Stoppen die Buchholzer Kommunalpolitiker den Bau eines Schweinemaststalls in Meilsen? Nach Informationen des buchholzblogs wollen die Parteien der Ratsmehrheit im Verwaltungsausschuss das Einvernehmen in der Sache verweigern. SPD, Grüne und Buchholzer Liste haben in dem wichtigsten Ausschuss der Stadt die Mehrheit, und auch die FDP hat eine Ablehnung des Bauvorhabens signalisiert. Eine Verweigerung des Einvernehmens würde das Projekt verhindern oder zumindest erheblich verzögern.

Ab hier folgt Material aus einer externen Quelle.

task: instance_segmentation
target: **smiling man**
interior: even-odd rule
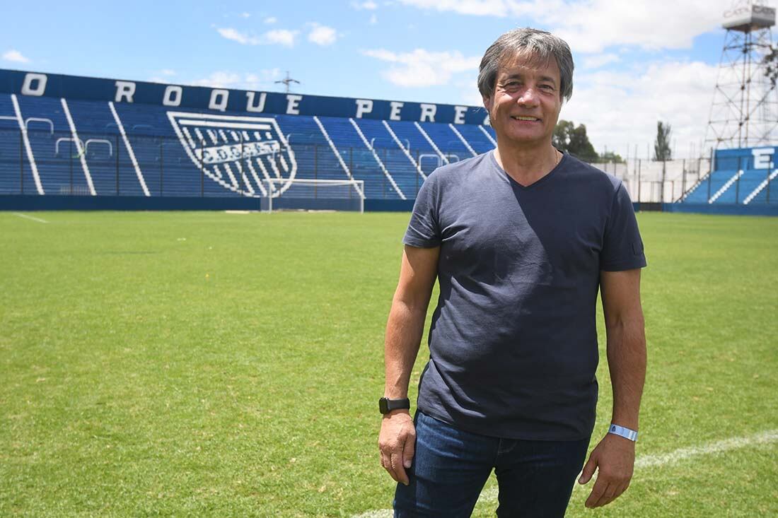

Bei Einvernehmsfällen geht es darum, dass die Verwaltung Bauvorhaben den politischen Gremien der Kommune vorlegt.Im Regelfall werden die Vorhaben durchgewinkt. In diesem Fall geht es um ein Bauvorhaben im so genannten Außenbereich, für den es keinen Bebauungsplan gibt. Die Verwaltung hat in der Vorlage erklärt, das Vorhaben entspreche den rechtlichen Bedingungen und sei zuzulassen. Das sehen viele Kommunalpolitiker anders.

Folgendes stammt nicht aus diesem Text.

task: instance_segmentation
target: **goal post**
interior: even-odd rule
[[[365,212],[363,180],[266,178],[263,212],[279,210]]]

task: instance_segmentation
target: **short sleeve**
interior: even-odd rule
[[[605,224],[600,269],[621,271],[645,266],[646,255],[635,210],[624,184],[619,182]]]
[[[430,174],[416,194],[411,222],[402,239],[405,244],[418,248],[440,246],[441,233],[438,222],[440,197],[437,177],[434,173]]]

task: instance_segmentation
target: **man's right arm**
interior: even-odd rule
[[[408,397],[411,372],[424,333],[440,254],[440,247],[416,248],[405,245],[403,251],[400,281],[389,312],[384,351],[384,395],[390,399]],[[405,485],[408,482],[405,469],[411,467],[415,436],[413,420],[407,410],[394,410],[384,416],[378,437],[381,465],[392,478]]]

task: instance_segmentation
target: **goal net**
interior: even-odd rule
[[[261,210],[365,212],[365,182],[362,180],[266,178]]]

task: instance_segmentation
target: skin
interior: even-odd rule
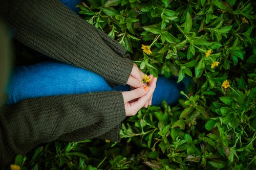
[[[148,101],[151,101],[152,99],[157,80],[157,78],[153,77],[153,75],[150,75],[150,78],[152,79],[152,81],[148,83],[148,90],[145,90],[143,87],[140,87],[131,91],[122,92],[126,116],[136,114],[142,107],[145,105],[147,107],[148,105]]]
[[[142,87],[143,86],[147,86],[147,84],[143,84],[142,82],[142,75],[145,75],[140,69],[138,67],[137,65],[135,64],[133,64],[133,69],[131,75],[128,79],[127,84],[131,87],[131,89]],[[152,78],[151,78],[152,79]],[[145,103],[144,107],[147,108],[147,106],[151,105],[152,104],[152,96],[148,100],[148,101]]]

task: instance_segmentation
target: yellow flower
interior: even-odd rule
[[[227,88],[228,87],[229,87],[230,85],[229,85],[229,82],[227,80],[225,80],[223,83],[222,83],[222,85],[221,85],[221,87],[224,87],[225,88]]]
[[[212,62],[212,63],[211,63],[211,66],[210,67],[211,68],[214,68],[216,66],[218,66],[219,64],[220,64],[220,63],[219,62],[218,62],[218,61],[214,61]]]
[[[147,75],[141,75],[142,76],[142,81],[141,81],[142,83],[147,83],[152,80],[152,79],[150,79],[150,77]]]
[[[211,49],[208,50],[206,52],[205,52],[205,57],[209,57],[211,54]]]
[[[20,166],[19,166],[19,165],[14,165],[14,164],[12,164],[10,166],[11,166],[11,169],[12,169],[12,170],[20,170]]]
[[[245,17],[242,18],[242,20],[243,20],[243,22],[245,22],[245,23],[249,24],[249,22],[248,21],[248,20],[247,20],[246,18],[245,18]]]
[[[152,53],[152,52],[150,50],[150,46],[149,46],[148,45],[145,45],[142,44],[142,46],[141,46],[141,49],[143,50],[144,53],[146,53],[147,55]]]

Laut Paragraph 36 des Baugesetzbuches darf die Gemeinde ihr Einvernehmen nur aus bestimmten Gründen verweigern, die im vorliegenden Fall im Paragraphen 35 festgehalten sind. Dort heißt es, dass ein Vorhaben im Außenbereich nur zulässig ist, wenn ihm keine öffentlichen Belange entgegenstehen. Eine Beeinträchtigung öffentlicher Belange liegt danach unter anderem dann vor, wenn das Vorhaben schädliche Umwelteinwirkungen hervorrufen kann, „die natürliche Eigenart der Landschaft und ihren Erholungswert beeinträchtigt oder das Orts- und Landschaftsbild verunstaltet“.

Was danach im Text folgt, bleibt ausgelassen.